On November 21, 2023, a mass shooting occurred in Diapaga, when coordinated and synchronized attacks that killed at least 15, predominately civilians. The attacks targeted two neighborhoods in Diapaga, inflicting casualties including three Volunteers for the Defense of the Homeland (VDP, civilian auxiliaries to the army) and twelve civilians.

On March 28, 2025, Jama'at Nasr al-Islam wal-Muslimin (JNIM) launched an assault on the Burkinabe army and VDP base in the city, which led to the deaths of over 100 people, including civilians and the commander of the station, Yannick Sawadogo.
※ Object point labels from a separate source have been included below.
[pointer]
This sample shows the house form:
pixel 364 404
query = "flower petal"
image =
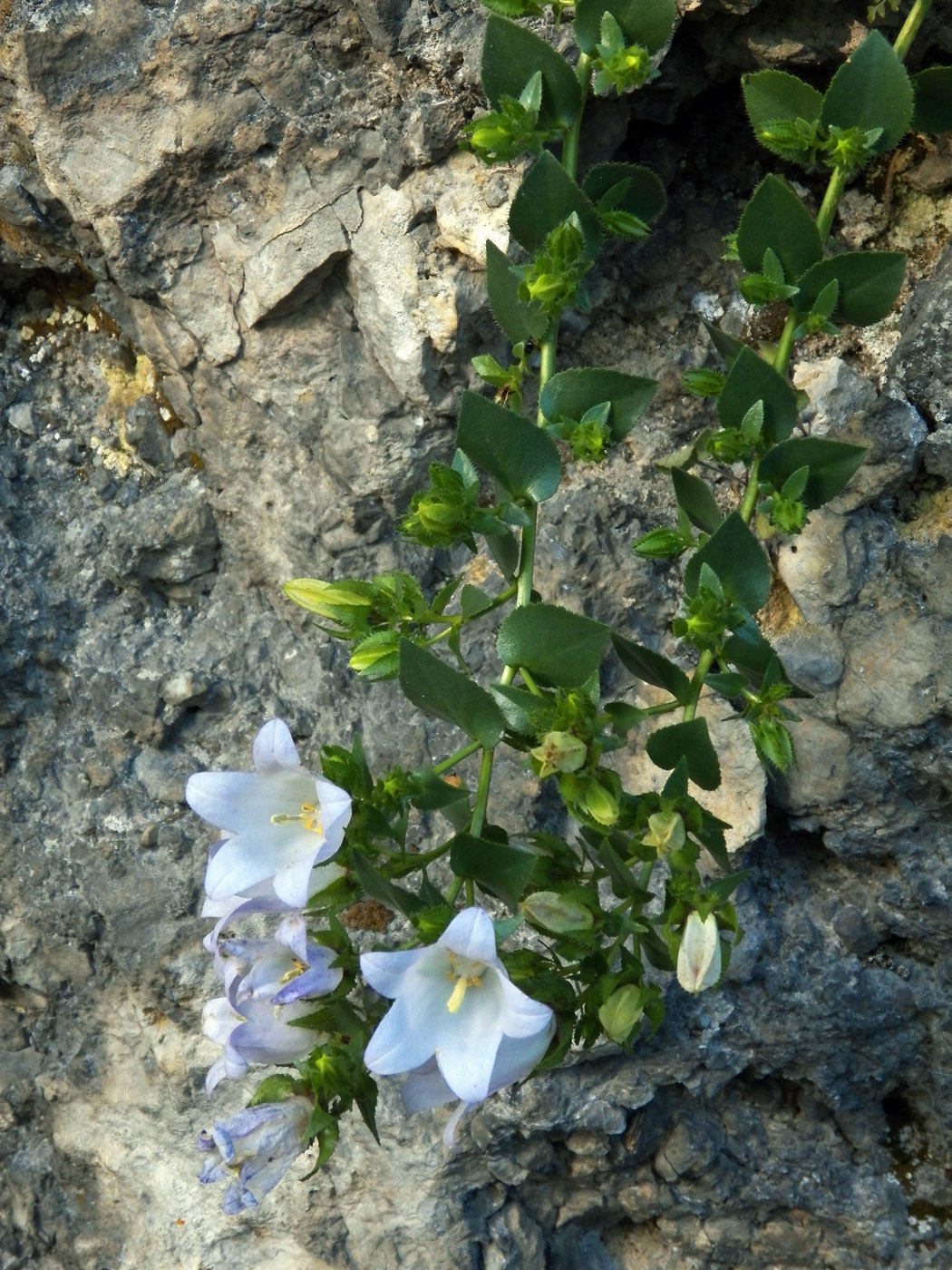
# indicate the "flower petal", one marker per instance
pixel 275 747
pixel 522 1016
pixel 384 972
pixel 471 935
JNIM claimed the attack was revenge for the Solenzo Massacre, in which over 58 Fulani civilians were massacred by Volunteers for the Defense of the Homeland and the Burkina Faso Armed Forces.

Another attack occurred in Diapaga on May 12, where JNIM proceeded to raid the city, attacking a prison, destroying monuments, and setting fires to businesses. During the prison attack, prisoners were freed, with some being recruited into the ranks of JNIM. On May 21, a video was taken showing armed militants speaking to residents stating that city was completely under their control. On June 9, a Burkinabe military convoy entered the city according to a broadcast from Radio Télévision du Burkina, having left from Fada N'gourma two weeks prior.